Тырнов выпучил глаза, хотел что-то сказать, но промолчал.

Серафиме хотелось одного: чтобы Тырнов не вздумал ее преследовать. А уж во всем остальном — надежда на себя. Почти весь день она перебирала всякие варианты добычи продуктов. Остановилась на одном. Как ей показалось — на самом верном. Ехать в город, выменять еды на пуховый платок, который лежит у нее в сундуке со времен свадьбы. Подарила его Серафиме родная тетка. Платок большой, пушистый, приятного дымчатого цвета. Серафима считала его самым дорогим подарком и поэтому все годы берегла.

Много раз в день Серафима пыталась выведать, узнать у кого-нибудь, не отправляется ли кто в город или хотя бы на элеватор, от которого на пеший путь приходится всего лишь три километра. Поиск оказался бесполезным. Серафима решила ранним утром следующего дня выйти на проселочную дорогу и отправиться в тридцатикилометровый путь пешком. На этой дороге могут быть проезжие из других деревень. Авось кто-нибудь разрешит ей подсесть в сани. Другого ничего не остается…

Расчеты Серафимы оказались верными. Через несколько часов она уже была у ворот шумного районного базара, который гудел своим звонким многоголосьем.

XXXX

Наверное, все базары, одинаковы своей бестолковостью, колготней, смешением всевозможных звуков, исторгаемых одновременно и от избытка радости, и от огорчения, от необходимости скрыть плутовавые намерения при купле или продаже.

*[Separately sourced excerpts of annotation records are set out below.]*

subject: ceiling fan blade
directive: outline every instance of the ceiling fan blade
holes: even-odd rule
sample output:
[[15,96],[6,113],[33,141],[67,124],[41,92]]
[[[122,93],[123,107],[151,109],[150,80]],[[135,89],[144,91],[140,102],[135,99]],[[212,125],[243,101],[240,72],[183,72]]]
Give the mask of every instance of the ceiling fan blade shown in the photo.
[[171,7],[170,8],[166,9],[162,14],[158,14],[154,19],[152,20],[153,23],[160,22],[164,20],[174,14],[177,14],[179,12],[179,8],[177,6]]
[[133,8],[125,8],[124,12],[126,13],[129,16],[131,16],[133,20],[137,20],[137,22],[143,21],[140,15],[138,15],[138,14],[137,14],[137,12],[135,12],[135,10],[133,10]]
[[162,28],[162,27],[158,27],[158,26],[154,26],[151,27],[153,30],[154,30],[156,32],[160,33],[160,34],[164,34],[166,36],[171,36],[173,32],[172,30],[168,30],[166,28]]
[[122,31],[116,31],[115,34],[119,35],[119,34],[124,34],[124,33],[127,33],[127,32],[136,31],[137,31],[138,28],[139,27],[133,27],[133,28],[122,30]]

Без пестроты звуков и одеяний людей, топчущихся здесь по делу и без дела, не может быть базара. Здесь никто не имеет права сказать: «Прикрой, братец, рот!» или «Не ширяй меня в бок!». Да и никто не пытается этого делать. Иначе можно достукаться — кто-нибудь просто-напросто пошлет куда-нибудь, сопроводив при этом словечком неприятным для слуха.